Il y a donc là une place dans les premiers rangs non réservés. Le choeur de la primatiale est fermé par des tentures pour raisons de travaux, ce qui réduit un peu sa taille et lui donne une allure différente. Il s'est installé à côté d'un homme qui aurait l'âge d'être son père. Devant lui trois générations d'une même famille. On comprend à leurs paroles qu'ils ont connu l'homme personnellement et qu'il était en prison avec leur père. Maintenant la nef se remplit très vite. Une chaise est restée vide. Un homme arrive, fatigué. Il est très âgé. Il s'appuie sur une canne. Il marche avec difficulté. Il entend mal. Il commente comme pour lui-même mais avec discrétion toutes les personnalités lyonnaises qui s'avancent vers les premiers rangs. Il porte sur sa veste une croix d'officier de la Légion d'Honneur. Il faut attendre longtemps et à chaque fois que l'homme se lève pour se détendre il reconnait quelque nouveau visage.
Il y a, comme à chaque enterrement qui rassemble un peu de monde, des gens qui se retrouvent, qui se reconnaissent et ce n'est pas parce qu'ils sont tristes qu'il n'y a pas un peu de place pour la joie des retrouvailles. La grande église se remplit et c'est enfin l'heure. Le cercueil s'avance, porté par de jeunes hommes, probablement des petits enfants. Puis une femme toute menue entourée de ses quatre filles et de ses petits enfants de blanc vêtus.
Le commandant avait quatre filles. L'une d'entre elles nous accueille dans un discours émouvant où on découvre que l' homme n'est pas seulement un héros, un de ces êtres hors du commun qui marquent l'histoire ( même quand, dans sa version officielle elle voudrait les ignorer) mais aussi simplement un mari, un père, un grand-père avec toute la charge de tendresse de ces formes d'intimité. La messe sera belle mais sobre. Chaque chose reste à sa place. On est dans la mesure et la délicatesse qui laissent à chacun sa place et ne font pas oublier Celui qui préside à nos destinées. On peut être héros, on n'en est pas moins mortel et à cette heure dernière il est bon que tout soit remis en perspective. Mais le cardinal sait rappeler aussi tous les fantômes qui ont accompagné cet homme et l'ont poussé à témoigner avec simplicité, avec humilité, avec talent aussi tout simplement parce qu'il pensait qu'il était de son devoir de ne pas se taire.
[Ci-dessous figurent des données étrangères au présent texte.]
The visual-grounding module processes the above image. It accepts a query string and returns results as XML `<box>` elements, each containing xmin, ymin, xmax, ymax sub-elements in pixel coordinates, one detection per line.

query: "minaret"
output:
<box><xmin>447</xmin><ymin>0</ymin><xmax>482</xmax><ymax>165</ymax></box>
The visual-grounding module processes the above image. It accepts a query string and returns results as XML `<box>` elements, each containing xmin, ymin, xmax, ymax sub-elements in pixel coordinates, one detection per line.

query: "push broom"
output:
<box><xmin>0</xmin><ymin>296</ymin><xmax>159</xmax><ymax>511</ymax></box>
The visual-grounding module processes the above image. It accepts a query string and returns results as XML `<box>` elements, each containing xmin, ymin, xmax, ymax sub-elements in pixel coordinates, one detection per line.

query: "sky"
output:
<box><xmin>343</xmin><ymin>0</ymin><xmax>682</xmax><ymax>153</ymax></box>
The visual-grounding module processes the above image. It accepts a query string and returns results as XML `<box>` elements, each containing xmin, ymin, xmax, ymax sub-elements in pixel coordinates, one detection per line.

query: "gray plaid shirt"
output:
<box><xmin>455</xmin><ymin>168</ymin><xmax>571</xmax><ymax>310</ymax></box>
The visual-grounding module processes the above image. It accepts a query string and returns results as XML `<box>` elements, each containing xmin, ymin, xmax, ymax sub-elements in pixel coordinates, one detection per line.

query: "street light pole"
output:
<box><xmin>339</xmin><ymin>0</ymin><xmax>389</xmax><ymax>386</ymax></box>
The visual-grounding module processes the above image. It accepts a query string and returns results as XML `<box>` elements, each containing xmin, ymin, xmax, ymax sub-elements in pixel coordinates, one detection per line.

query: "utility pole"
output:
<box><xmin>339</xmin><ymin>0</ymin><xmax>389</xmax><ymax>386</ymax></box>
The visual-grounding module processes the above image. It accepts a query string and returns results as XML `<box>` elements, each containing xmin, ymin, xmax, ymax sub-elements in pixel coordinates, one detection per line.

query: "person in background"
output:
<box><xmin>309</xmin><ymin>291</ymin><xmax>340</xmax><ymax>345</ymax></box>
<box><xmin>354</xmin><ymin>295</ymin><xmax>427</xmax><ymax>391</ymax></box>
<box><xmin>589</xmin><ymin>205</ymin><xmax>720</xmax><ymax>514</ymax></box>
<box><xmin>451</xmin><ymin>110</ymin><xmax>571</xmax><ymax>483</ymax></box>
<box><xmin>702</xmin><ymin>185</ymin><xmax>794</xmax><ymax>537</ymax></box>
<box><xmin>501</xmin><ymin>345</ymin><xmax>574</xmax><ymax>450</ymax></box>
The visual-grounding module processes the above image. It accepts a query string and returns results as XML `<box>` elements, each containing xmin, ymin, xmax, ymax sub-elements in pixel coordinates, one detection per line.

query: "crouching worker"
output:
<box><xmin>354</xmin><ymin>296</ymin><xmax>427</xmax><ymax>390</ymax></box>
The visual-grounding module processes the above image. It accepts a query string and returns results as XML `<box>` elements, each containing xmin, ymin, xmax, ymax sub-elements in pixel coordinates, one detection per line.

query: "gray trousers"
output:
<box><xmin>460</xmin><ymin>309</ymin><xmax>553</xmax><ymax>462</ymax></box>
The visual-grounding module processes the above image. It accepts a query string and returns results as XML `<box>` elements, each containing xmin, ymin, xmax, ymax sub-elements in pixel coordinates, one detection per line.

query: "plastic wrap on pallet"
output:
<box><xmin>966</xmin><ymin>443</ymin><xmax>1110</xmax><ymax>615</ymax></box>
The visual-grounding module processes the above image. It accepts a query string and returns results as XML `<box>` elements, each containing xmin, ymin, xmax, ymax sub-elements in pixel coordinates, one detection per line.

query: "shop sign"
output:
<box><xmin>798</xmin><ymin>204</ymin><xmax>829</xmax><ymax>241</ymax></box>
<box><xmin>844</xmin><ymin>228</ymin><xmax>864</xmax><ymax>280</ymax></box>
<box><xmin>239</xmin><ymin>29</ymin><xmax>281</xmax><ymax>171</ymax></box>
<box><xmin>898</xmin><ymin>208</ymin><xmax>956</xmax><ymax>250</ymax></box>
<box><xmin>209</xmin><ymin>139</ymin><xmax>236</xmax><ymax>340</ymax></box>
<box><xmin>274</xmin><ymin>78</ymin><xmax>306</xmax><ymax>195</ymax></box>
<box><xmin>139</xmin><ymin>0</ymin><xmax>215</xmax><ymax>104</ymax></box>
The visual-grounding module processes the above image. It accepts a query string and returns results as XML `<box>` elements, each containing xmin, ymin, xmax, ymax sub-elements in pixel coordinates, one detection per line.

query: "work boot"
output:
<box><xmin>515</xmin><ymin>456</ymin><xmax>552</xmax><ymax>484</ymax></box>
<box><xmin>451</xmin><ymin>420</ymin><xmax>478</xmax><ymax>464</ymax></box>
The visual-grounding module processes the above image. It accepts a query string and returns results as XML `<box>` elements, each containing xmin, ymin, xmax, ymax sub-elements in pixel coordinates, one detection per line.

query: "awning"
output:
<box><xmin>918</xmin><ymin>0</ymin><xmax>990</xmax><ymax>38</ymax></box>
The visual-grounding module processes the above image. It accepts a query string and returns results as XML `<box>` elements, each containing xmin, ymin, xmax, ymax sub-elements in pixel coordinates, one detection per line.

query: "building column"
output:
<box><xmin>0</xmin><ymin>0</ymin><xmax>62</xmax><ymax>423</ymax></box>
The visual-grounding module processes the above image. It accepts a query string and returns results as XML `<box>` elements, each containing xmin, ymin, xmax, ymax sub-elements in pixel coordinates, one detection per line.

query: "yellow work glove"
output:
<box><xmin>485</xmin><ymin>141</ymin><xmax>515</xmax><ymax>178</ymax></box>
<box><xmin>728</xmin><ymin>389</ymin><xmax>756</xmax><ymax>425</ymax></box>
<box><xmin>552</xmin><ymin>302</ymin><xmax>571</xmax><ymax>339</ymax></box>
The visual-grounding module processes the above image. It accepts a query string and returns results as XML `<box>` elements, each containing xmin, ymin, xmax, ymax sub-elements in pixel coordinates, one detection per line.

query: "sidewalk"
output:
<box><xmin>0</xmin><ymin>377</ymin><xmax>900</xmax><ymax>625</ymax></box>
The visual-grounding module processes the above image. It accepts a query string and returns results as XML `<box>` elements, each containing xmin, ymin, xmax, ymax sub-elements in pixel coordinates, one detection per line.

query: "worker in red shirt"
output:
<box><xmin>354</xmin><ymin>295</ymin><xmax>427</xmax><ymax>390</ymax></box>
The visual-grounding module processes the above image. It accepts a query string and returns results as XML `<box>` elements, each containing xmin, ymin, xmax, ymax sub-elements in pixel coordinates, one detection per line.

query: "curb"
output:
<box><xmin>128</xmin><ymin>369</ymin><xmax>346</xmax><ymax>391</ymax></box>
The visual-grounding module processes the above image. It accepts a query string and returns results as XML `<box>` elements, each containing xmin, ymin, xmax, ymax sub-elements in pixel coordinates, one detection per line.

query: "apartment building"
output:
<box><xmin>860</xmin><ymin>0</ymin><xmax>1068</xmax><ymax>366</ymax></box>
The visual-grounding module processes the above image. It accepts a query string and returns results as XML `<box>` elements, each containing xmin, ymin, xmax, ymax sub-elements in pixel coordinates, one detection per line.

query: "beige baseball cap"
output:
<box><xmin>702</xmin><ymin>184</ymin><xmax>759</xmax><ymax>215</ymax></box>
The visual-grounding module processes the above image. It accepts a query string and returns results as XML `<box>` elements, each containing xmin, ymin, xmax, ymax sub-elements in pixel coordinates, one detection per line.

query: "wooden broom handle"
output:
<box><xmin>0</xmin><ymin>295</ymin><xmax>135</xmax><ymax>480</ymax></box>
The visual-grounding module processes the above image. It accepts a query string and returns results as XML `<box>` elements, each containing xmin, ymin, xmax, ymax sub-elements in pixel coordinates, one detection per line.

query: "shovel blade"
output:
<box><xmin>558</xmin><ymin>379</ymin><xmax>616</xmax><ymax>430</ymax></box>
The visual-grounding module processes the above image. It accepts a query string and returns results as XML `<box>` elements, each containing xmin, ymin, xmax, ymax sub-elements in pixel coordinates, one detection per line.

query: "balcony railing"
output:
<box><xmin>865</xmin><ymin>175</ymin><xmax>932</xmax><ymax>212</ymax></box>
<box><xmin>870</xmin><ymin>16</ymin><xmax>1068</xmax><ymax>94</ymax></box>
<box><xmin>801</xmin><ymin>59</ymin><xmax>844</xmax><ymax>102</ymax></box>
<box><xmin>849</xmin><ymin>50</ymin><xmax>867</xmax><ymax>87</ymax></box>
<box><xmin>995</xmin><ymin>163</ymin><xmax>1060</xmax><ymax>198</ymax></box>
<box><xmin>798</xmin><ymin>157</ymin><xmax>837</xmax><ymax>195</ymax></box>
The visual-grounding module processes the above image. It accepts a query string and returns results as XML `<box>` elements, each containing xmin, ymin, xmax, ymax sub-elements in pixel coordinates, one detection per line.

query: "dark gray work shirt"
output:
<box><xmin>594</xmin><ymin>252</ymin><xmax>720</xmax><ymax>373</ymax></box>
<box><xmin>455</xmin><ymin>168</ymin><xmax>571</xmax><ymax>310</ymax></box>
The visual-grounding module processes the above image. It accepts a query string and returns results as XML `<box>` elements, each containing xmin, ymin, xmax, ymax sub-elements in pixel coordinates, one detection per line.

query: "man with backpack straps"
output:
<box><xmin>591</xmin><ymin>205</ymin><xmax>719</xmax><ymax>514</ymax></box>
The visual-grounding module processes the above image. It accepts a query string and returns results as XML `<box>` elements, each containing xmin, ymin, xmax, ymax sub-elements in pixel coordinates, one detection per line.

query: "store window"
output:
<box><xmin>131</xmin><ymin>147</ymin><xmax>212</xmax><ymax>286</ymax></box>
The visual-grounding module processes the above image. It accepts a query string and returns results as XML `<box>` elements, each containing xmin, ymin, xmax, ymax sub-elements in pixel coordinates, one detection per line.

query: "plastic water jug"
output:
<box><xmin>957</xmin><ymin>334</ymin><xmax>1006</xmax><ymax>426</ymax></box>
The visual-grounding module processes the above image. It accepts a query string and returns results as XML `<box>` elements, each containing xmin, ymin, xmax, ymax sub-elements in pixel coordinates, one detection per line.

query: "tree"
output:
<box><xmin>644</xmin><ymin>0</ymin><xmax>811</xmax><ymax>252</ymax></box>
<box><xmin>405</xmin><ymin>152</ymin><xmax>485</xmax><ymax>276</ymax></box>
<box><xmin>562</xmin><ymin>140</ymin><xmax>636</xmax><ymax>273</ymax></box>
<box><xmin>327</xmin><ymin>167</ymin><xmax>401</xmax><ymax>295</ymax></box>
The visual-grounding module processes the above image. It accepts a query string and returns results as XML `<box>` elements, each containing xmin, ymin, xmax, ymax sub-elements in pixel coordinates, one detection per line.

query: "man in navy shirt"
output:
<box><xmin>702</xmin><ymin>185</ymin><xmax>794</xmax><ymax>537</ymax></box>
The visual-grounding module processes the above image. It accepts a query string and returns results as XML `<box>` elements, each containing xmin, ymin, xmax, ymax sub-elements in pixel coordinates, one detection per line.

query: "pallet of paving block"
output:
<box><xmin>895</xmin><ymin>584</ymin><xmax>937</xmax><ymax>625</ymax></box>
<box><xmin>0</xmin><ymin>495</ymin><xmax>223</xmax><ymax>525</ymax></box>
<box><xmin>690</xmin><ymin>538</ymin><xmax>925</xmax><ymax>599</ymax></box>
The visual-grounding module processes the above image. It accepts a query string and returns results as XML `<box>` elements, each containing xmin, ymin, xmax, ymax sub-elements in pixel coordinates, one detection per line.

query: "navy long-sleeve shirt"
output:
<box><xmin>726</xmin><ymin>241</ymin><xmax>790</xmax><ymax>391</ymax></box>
Deux mots reviennent souvent dans les quelques paroles qui seront dites sur lui : Courage et humilité. La devise :"Honneur et Fidélité" leur fait écho à sa manière. Puis la cérémonie se déroule dans le recueillement. On bénit le cercueil. On sort. Sur le parvis sont rassemblés les témoins militaires de la vie de cet homme : quelques Saint Cyriens, de nombreux légionnaires, et tous les anciens combattants regroupés derrière leurs drapeaux. Il y a aussi quelques officiels qui resteront silencieux. On s'organise comme sur une place d'armes. On salue le cercueil. On lui rend les honneurs militaires. Un homme s'avance qui a commandé la Légion Etrangère et qui dans son discours rappelle la carrière de cet homme et l'enjeu qu'il y a à conserver ces valeurs pour lesquelles il a combattu.
Quelques passants curieux s'interrogent :" Qui peut bien être cet homme qui rassemble tant de monde ?" On en a si peu parlé que beaucoup ignorent jusqu'à son existence. Les hommes qui nous gouvernent aujourd'hui sont si petits que l'idée même de grandeur les affole et les inquiéte. Ils mettent tant d'énergie à détruire toutes ces valeurs que prônaient de tels hommes qu'on comprend la hargne qu'ils mettent à vouloir vite les faire oublier.
Une sonnerie aux morts. Un chant qui vient des légionnaires et qui fait bouger en silence les lèvres de ceux qui le connaisse. Il y aura plus tard une réception à l'hôtel du gouverneur de la ville mais ce n'est plus notre histoire. Demain cet homme retrouvera sa place entre l'intimité de ceux qui l'accompagneront en terre et l'histoire à laquelle il appartient.
Et toi qui me lit, pardonne au "petit homme en rose" de n'avoir pas su, ni pu, ni voulu peut-être retenir sa plume et partagé avec toi ce moment d'émotion, de tristesse...et d'espoir.